Sunday, August 17, 2008

The Georgian / Russian Conflict and International Law

There is an excellent article at Opinion Juris on an international legal view of the conflict in Georgia.

Chris Borgen takes an excellent look at the issues surrounding the possible secession movement in South Ossetia and implications in international law.

Borgen rightly notes that secession tends to be a matter of internal, domestic law but can spill over into the international arena. This is a fact of which the Russians appear to have cynically taken advantage.

Borgen goes on to address the Russian's strongest argument - that interference in Georgia is justified similarly to NATO's interference between Serbia & Kosovo.
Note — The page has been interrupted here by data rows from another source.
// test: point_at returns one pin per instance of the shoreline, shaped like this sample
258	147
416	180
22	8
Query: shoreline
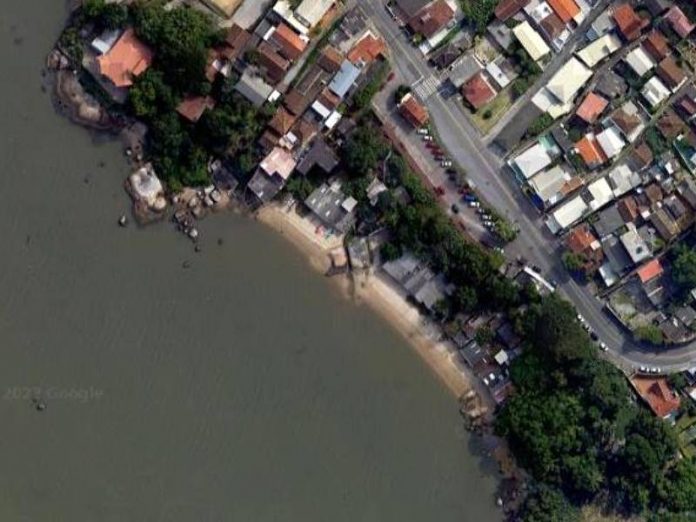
374	290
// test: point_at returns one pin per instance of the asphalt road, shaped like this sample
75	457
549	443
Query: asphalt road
496	186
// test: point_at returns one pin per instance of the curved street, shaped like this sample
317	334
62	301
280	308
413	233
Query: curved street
484	168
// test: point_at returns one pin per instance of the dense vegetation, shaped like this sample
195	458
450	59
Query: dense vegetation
573	425
179	150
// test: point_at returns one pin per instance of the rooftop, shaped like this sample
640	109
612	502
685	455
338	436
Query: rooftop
127	59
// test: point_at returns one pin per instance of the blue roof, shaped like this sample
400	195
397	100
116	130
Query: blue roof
344	79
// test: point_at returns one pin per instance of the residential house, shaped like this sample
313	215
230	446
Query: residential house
506	9
224	8
640	157
193	107
608	221
567	10
657	7
311	12
611	85
598	50
635	245
332	207
671	74
665	225
478	91
591	153
657	394
127	59
628	23
656	45
330	59
412	111
432	19
628	120
639	61
272	174
686	104
585	245
531	41
290	44
253	87
655	92
534	159
345	79
678	21
273	65
628	209
591	107
670	124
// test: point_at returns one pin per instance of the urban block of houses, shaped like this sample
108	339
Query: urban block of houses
334	209
419	281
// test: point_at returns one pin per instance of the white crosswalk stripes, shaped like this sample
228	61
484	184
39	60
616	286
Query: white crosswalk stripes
426	87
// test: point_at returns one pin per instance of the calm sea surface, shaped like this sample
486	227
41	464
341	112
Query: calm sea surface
243	388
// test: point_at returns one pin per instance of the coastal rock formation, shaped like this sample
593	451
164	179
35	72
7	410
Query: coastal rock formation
147	192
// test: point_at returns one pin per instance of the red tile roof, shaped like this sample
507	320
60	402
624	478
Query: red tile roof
367	50
477	91
650	271
679	22
290	44
128	58
591	107
193	107
566	10
580	239
628	22
413	111
657	394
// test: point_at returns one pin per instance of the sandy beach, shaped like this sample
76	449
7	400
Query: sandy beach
379	293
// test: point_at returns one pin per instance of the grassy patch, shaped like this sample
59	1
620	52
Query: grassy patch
487	116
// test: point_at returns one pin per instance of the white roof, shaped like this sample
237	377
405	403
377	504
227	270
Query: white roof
311	12
655	91
548	184
569	80
533	160
332	120
567	214
611	141
106	40
601	193
532	42
601	48
321	109
283	9
640	61
498	75
622	179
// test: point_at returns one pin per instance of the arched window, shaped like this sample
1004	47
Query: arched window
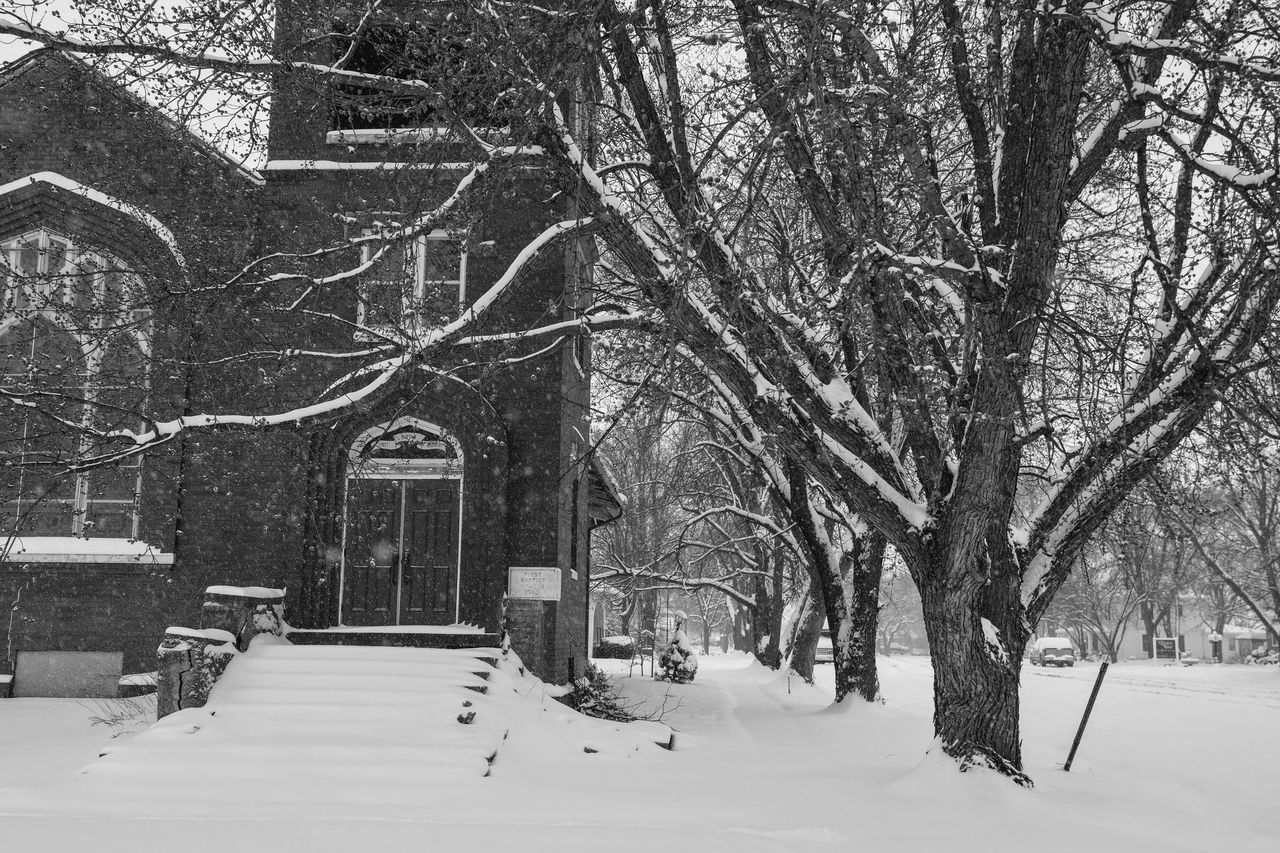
74	337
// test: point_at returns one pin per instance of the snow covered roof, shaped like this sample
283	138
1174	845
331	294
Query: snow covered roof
35	59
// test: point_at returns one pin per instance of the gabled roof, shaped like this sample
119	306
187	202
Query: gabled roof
46	56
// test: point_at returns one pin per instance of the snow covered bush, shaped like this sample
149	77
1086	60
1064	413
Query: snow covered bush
677	661
595	696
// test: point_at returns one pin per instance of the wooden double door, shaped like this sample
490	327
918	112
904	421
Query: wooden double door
401	552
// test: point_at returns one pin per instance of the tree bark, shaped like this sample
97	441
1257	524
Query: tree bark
855	621
808	629
976	680
767	625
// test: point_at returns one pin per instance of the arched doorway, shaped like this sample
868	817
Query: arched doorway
402	523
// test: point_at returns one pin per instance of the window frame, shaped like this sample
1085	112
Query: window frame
51	305
416	255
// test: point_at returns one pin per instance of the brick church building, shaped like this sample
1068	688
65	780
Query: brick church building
147	277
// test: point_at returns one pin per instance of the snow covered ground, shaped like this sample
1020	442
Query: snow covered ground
1175	758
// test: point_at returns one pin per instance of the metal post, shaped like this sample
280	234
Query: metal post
1088	710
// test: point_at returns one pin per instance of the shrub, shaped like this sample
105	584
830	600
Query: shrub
594	696
679	662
I find Borgen's analysis to be spot on and Opinio Juris has done a thorough job reviewing the international legal aspects of this tragic affair - much more thorough than I could do.

How does this affect you?

As for North Americans, like most international affairs, the Georgian / Russian conflict has a direct impact on oil prices. Russia is the world's largest exporter of natural gas and the world's second largest oil exporter. Europe is the largest consumer of that oil.

Georgia has one of the few pipelines in the region that is not controlled by Russia. Should Russia succeed in annexing Georgia (or destroying the pipeline), they will have tightened their control on the regional oil exports. Russia will control a spigot they can turn to manipulate oil prices at a whim. Europe will have no choice but to buy oil from Russia or the global market - taking oil that would normally be sold elsewhere.

This means that North Americans would see a shrinking supply of oil and increased prices. So far, falling demand and quick diplomacy from the European Union has prevented a lasting price shock, but tensions still exist. Any resumption of blatant hostilities will lead to a rise in prices at the gas pump.

As a side note, U.S. diplomacy seems to be especially ineffective. The U.S. military invasion of Iraq on trumped up pretenses have given other would be conquerers a powerful rhetorical weapon to through back in the U.S.'s face. We've given a the tinpot dictators of the world cover for blatant acts of illegal aggression. We'll regret this for decades to come.